The earlier setting of Euridice was conceived and produced, in October 1600, as one of the more modest events in a series of entertainments celebrating the marriage of Maria de’ Medici to Henri IV of France (see Euridice). Although the music for it was largely composed by Caccini’s rival, Jacopo Peri, some of Caccini’s own airs and three choruses (‘Al canto, al ballo’, ‘Sospirate, aure celesti’, and ‘Poi che gl’eterni imperi’), written for members of the cast who were his pupils, were interpolated on that occasion. In order to claim priority in the new stile rappresentativo, however, Caccini had his own complete setting of the opera published in January 1601, some weeks before Peri’s version appeared in print. Caccini’s opera did not receive a performance in its entirety until nearly two years later; apparently eclipsed by the success of Peri’s work, it was never repeated.
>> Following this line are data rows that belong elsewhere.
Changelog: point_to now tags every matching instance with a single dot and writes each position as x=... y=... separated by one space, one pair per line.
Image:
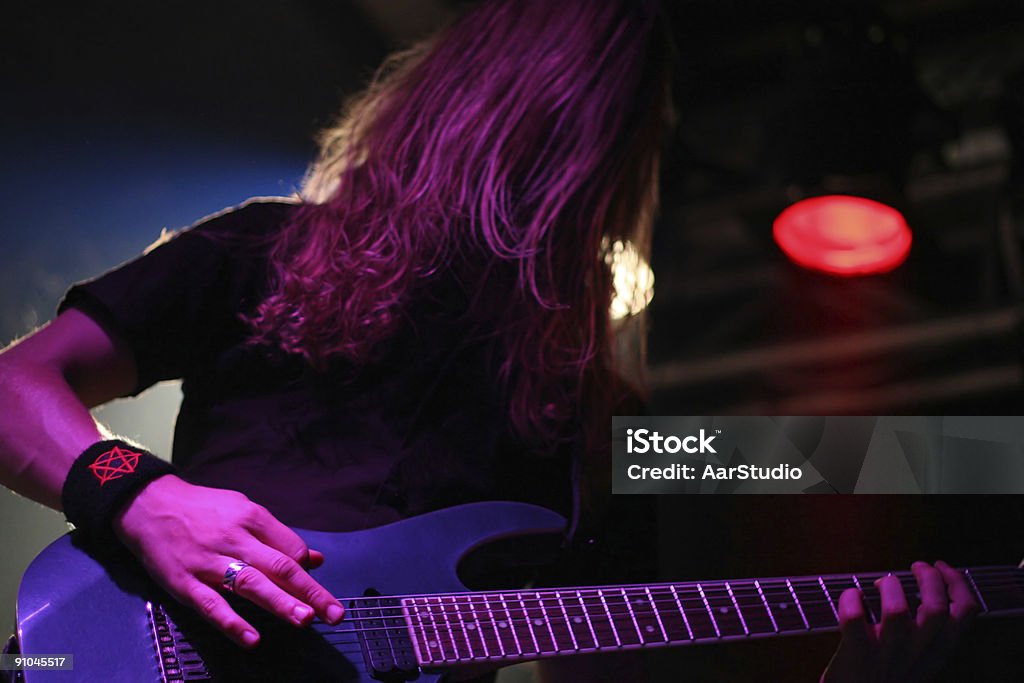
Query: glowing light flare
x=631 y=275
x=843 y=236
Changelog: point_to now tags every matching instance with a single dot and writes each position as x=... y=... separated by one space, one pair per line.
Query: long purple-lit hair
x=513 y=141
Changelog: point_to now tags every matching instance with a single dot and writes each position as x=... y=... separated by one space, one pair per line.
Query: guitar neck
x=449 y=629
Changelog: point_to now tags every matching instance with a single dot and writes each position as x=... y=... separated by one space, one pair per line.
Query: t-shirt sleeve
x=176 y=299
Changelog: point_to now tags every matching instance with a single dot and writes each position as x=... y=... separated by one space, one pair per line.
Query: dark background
x=120 y=119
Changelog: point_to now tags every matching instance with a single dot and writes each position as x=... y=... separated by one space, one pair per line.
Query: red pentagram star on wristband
x=114 y=464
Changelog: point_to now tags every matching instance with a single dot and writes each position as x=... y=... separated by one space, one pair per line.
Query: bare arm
x=48 y=381
x=184 y=536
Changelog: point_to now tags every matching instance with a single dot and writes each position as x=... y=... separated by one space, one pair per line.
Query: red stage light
x=843 y=236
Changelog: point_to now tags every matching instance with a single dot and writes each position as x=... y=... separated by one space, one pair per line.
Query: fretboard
x=458 y=628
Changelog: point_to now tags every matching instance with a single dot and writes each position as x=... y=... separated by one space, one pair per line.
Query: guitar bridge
x=177 y=658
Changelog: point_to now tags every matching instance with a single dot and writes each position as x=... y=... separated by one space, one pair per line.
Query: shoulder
x=254 y=221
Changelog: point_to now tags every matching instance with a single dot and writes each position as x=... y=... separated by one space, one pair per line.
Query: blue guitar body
x=119 y=627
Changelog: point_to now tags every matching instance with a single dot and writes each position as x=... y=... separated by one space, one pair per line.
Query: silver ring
x=230 y=573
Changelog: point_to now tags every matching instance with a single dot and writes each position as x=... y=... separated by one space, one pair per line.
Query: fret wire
x=771 y=615
x=547 y=620
x=832 y=603
x=867 y=604
x=742 y=620
x=515 y=636
x=590 y=622
x=797 y=601
x=981 y=600
x=529 y=623
x=465 y=632
x=423 y=628
x=679 y=603
x=451 y=634
x=568 y=626
x=478 y=627
x=390 y=639
x=714 y=622
x=433 y=623
x=657 y=614
x=629 y=606
x=494 y=625
x=611 y=621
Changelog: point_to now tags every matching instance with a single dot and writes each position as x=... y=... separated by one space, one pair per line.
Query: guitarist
x=427 y=325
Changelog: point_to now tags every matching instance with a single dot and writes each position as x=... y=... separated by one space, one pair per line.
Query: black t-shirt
x=350 y=447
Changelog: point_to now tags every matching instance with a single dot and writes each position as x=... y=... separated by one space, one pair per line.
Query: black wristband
x=103 y=478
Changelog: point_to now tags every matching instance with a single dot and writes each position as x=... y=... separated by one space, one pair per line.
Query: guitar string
x=803 y=582
x=517 y=621
x=479 y=604
x=645 y=607
x=982 y=582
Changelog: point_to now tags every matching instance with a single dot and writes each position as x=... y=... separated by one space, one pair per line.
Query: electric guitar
x=118 y=627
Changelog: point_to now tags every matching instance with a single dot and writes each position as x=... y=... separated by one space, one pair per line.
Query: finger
x=315 y=559
x=290 y=577
x=895 y=611
x=252 y=585
x=934 y=607
x=851 y=615
x=963 y=604
x=268 y=529
x=212 y=606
Caccini used the same Rinuccini libretto – published separately as a wedding souvenir – that was set by Peri (for characters and plot discussion see Euridice). In deference to the festive nature of the occasion, Rinuccini modified the myth’s original ending in which Eurydice dies a second time and Orpheus, turned misogynist, is torn apart by resentful Thracian women. By simplifying the action and devising a new, happy ending, Rinuccini identifies Eurydice more closely with the newly wed Maria de’ Medici. On a symbolic level too, given the poet’s statements in the preface to the printed libretto concerning the aims of the new musico-dramatic genre, Eurydice might be seen to represent ancient tragedy herself, whose metamorphosis for the modern age is accomplished in this new type of union between poetry and music.
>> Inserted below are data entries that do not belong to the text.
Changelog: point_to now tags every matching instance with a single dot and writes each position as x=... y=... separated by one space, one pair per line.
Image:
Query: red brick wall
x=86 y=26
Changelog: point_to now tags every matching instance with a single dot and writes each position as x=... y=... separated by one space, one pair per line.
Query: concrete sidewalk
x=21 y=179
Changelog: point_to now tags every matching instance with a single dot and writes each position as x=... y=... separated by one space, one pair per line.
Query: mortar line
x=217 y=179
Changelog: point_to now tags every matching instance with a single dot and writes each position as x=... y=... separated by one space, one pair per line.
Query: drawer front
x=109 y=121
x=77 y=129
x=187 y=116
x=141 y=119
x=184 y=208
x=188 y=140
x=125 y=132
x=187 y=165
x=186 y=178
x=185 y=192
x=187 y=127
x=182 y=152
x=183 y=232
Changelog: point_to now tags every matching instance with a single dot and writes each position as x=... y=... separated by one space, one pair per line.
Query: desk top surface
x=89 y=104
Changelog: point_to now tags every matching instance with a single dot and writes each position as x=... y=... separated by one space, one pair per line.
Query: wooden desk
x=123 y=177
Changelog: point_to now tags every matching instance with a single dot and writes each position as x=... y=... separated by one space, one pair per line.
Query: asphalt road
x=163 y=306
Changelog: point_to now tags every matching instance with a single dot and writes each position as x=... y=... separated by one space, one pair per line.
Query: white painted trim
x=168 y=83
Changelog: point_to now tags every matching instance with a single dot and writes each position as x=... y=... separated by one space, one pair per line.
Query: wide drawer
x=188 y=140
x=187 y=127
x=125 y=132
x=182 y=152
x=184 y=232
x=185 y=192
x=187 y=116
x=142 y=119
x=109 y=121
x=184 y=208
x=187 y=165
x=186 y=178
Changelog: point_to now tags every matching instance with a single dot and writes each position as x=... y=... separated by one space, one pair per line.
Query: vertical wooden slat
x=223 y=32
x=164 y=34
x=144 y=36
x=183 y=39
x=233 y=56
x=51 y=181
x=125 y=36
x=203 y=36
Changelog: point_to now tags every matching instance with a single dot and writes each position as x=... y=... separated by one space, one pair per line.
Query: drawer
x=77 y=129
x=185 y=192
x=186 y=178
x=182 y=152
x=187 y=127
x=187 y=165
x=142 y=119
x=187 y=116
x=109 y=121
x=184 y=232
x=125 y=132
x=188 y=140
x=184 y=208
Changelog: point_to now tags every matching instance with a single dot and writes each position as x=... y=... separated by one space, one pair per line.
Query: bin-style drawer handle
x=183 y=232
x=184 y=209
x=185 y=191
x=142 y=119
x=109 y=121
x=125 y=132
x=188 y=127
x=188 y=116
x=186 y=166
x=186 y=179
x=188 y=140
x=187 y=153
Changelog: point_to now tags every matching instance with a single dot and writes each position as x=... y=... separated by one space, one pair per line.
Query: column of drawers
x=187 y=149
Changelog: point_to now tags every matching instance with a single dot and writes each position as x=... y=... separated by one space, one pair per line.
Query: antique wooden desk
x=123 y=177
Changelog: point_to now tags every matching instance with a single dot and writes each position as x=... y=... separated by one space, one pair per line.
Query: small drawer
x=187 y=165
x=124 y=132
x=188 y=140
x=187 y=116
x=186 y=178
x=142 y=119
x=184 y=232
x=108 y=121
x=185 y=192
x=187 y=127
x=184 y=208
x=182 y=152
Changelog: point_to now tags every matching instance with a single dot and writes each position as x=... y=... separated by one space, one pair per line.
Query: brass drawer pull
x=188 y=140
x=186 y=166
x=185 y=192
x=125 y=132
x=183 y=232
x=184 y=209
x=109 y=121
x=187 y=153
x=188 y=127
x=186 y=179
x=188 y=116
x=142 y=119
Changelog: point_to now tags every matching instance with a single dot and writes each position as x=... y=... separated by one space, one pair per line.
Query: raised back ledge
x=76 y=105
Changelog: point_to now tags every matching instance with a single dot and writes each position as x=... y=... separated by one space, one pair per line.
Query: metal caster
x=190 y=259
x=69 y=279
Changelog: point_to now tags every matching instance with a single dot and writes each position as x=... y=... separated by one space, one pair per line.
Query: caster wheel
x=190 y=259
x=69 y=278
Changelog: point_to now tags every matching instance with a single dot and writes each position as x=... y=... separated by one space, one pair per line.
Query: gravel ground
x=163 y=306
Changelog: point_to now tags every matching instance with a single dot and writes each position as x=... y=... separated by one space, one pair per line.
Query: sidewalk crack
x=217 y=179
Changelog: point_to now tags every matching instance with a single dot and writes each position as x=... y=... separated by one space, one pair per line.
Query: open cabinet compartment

In the preface to Caccini’s printed score (dedicated to his patron and mentor Giovanni Bardi), the composer articulates his concept of the new recitative style, which he apparently created simultaneously with Peri. While not as sophisticated as Peri’s in theory or practice, it shares the same tenets: imitation of speech inflection by the voice; rhythmic flexibility and harmonic freedom between solo voice and basso continuo to convey more effectively the meaning and inherent affections of the text; and ‘a certain sprezzatura’, or studied effortlessness on the part of the performer. Judging by the music, however, Caccini’s recitative has a more limited expressive range than Peri’s. It employs dissonance, chromatic harmonies, and syncopation only sparingly, even in passages of utmost dramatic intensity. At the same time, its more active harmonic rhythm and use of melodic sequences (for example, in ‘Non piango’) reinforce the general impression that Caccini’s theatrical style is more lyric than dramatic.
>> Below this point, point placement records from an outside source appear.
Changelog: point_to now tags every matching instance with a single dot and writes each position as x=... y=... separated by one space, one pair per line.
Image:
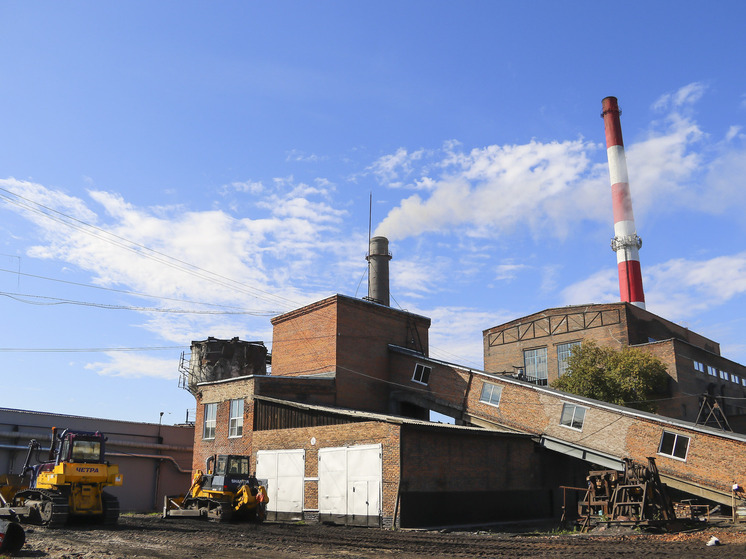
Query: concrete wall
x=154 y=459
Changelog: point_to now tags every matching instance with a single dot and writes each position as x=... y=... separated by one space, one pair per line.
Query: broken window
x=211 y=414
x=235 y=426
x=535 y=361
x=563 y=354
x=674 y=445
x=572 y=416
x=421 y=373
x=491 y=394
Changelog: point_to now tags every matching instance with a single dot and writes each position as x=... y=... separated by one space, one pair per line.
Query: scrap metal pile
x=634 y=497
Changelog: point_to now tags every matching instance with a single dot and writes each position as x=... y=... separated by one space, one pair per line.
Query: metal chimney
x=378 y=271
x=625 y=243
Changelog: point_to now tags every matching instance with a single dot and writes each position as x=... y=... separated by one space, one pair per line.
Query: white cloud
x=678 y=289
x=508 y=272
x=551 y=188
x=495 y=189
x=456 y=333
x=684 y=96
x=134 y=365
x=390 y=169
x=601 y=287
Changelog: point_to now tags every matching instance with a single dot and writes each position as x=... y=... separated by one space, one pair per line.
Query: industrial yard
x=151 y=536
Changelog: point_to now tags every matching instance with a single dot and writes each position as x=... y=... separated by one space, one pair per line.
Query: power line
x=126 y=244
x=123 y=291
x=48 y=301
x=87 y=350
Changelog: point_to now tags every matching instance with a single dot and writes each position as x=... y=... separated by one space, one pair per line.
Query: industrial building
x=339 y=429
x=154 y=459
x=536 y=348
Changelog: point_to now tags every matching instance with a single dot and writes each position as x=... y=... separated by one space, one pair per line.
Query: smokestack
x=378 y=271
x=625 y=243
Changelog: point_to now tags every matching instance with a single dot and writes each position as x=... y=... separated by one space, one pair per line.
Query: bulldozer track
x=49 y=508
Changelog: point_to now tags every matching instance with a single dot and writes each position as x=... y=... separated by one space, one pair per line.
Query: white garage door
x=284 y=471
x=350 y=480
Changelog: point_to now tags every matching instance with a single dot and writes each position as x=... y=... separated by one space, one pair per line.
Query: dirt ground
x=150 y=536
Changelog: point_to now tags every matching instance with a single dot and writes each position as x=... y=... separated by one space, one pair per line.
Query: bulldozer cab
x=230 y=473
x=81 y=447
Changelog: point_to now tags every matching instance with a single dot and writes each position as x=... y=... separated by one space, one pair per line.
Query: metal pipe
x=378 y=270
x=625 y=243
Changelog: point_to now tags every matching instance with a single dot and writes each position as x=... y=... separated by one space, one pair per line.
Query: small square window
x=572 y=416
x=491 y=394
x=674 y=445
x=421 y=373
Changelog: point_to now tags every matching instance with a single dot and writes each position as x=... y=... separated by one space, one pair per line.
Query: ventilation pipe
x=625 y=243
x=378 y=271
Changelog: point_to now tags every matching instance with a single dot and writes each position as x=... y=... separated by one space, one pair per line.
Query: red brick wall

While recitative predominates, Caccini’s setting contains one strophic song for Orpheus (justified by its text, ‘Gioite al canto mio’), set in a graceful, dance-like style typical of the airs in Caccini’s Le nuove musiche; and for the seven quatrains of the prologue Caccini provides a single strophe in a declamatory arioso style characteristic of the traditional arie for 16th-century strophic poetry. The chorus functions in two ways: interacting with the principal characters to advance the plot (Scenes 3 and 5) and articulating the separation between scenes by commenting reflectively on the preceding action. Musically, these functions are differentiated by, in the first instance, monodic lines in recitative style (assigned simply to ‘coro’), and in the second by homophonic strophes for four or five parts (sometimes alternating with solo stanzas). Whether the monodic lines were meant to be performed by a unison chorus of nymphs, shepherds, or both, or by unnamed soloists from their company, it is unlikely that even the homophonic passages involved more than eight or ten singers.

In the fashion typical of the earliest collections of solo song, Caccini’s score is without instrumental indications or other embellishment, although the bass line would have been realized by a wide variety of instruments singly or in combination, and the vocalists would certainly have added ornaments to imitate the affections, as advocated by Caccini in his preface to Le nuove musiche.